Transporting plants and flowers by rail has a bright future, as long as the parties involved show the will and start to collaborate more. That was the general message of the well-attended 2014 Rail Seminar.
Photo: Director Gerard-Jan van den Herik: "We need rail transport, but there has to be a commitment to get intermodal transport on track."
Transporting plants and flowers by rail has a bright future, as long as the parties involved show the will and start to collaborate more. Such was the message on Wednesday, at the well-attended 2014 Rail Seminar for the floricultural industry, organised by the flower auction cooperative FloraHolland and the trade association for plant and flower wholesalers, VGB.
FloraHolland and the traders' association are collaborating well in rail transport, said the seminar chairman and manager of VGB Trade Services, Anton Bril. As logistical service providers and exporters noted, road transport is becoming increasingly difficult. In their view, traffic congestion, additional taxes, toll roads, increasing diesel prices and greater competition from low-wage countries are making it necessary to switch to other modes of transport. The Netherlands needs transportation alternatives to maintain its position on the international market, said Edwin Wenink of FloraHolland. Many foreign importers are now fetching their plants and flowers, in the Netherlands or elsewhere. "The real problem is that our exporters will soon lose control to foreign importers. Our cluster is under pressure and we may no longer remain the ideal hub, if we do not manage to cut our transportation costs."
Collaboration and commitment are required
Although the opportunities are clearly there, rail transport is developing less quickly than the pioneers would like to see. "If we do not switch to rail transport quickly, we shall lose market share", says an exporter. He and others urged parties in the industry to work together. Rail transport is often a matter of 'decelerating', for example by buying the goods one day earlier and planning the transportation accordingly. However, Michiel van Paasen of plant exporter Vida Verde argued that the viability of this option differs per customer group.
A larger volume will make rail transport more efficient and cost-effective. Freight needs to be combined in order to load the train as fully as possible, on both the outgoing and incoming routes. This requires collaboration between shippers, both within the floricultural industry and with other industries. Such collaboration is largely absent so far, noted director Sebastiaan Scholte of shipping company Jan de Rijk, who started organising rail transport to Milan four years ago with a group of traders. Of the promised freight volume, less than half was actually realised, he said; while the reliability of the transportation scheme is virtually 100%. "We are eager to transport more plants and flowers by train."
Herik Rail, part of Herik Cargo, also started a rail link to Milan in March. This company has its own trains and terminals that operate day and night. According to director Gerard-Jan van den Herik, freight is transported from Amsterdam to Milan, via the Alps, in 21 hours. "We need the train, but people need to show the commitment to get intermodal transportation on track."
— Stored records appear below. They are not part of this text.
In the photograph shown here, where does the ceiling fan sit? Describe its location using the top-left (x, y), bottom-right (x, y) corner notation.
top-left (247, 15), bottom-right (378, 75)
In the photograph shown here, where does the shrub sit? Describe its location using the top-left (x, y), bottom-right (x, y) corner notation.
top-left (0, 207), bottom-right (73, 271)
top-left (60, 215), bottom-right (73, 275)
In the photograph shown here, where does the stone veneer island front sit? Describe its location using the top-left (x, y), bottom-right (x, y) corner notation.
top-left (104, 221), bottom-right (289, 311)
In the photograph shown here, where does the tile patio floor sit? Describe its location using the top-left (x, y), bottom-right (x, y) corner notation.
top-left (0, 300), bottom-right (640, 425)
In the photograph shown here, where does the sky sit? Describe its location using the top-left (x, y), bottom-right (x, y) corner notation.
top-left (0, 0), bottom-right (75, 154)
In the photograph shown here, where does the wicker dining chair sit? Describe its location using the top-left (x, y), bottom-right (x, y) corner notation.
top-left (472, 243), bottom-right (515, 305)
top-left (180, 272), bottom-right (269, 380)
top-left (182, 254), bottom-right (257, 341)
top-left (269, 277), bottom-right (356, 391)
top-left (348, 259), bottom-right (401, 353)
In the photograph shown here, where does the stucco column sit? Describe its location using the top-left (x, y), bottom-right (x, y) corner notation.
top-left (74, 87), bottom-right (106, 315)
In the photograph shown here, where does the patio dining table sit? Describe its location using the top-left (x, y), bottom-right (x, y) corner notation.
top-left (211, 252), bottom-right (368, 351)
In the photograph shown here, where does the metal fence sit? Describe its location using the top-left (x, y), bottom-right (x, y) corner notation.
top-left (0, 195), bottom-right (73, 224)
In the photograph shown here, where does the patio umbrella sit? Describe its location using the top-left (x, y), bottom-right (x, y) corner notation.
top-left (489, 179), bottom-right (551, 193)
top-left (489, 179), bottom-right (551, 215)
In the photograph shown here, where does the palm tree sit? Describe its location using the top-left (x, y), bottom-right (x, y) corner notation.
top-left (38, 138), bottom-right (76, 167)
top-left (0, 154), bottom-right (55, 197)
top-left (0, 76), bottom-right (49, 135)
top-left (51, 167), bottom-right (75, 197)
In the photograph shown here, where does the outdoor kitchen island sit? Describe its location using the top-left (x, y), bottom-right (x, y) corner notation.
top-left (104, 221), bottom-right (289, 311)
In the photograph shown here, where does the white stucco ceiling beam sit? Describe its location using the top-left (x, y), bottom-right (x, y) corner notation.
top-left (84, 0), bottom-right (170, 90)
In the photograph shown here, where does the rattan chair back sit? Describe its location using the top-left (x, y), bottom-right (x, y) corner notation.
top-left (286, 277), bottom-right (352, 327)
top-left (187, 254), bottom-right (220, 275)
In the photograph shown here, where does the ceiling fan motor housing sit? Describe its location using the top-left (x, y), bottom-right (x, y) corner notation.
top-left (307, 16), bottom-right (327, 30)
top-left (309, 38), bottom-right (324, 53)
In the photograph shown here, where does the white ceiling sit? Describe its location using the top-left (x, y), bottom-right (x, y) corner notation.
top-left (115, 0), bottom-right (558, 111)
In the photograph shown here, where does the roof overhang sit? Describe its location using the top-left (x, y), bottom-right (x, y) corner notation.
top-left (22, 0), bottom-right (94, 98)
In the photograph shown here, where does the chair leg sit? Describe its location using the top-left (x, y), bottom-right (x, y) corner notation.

Existing and new initiatives in Spain
While plants and flowers are regularly transported to Milan by train, new initiatives are emerging on the route to Spain. FloraHolland is consulting with other parties to use the trains bringing fruits and vegetables from Spain for the return shipment of plants and flowers. FloraHolland's Christo van der Meer says that the first train with floricultural products may be heading for Valencia in October.
Lamers Transport is already very much focused on Spain. This company brings trailers to the train, where it uncouples the lorry, and arranges for another lorry to carry the cargo further once the train reaches its destination. This so-called LorryRail arrangement has already shipped some 70 freights of flowers to Spain. Besides costing less, rail transport is also eco-friendlier due to less CO2 emissions. In practice, however, exporters and their customers are mainly interested in good, cheap and reliable transport, says the company's Anneke Lamers.
This project is supported with a BGS subsidy of the Ministry of Infrastructure and the Environment.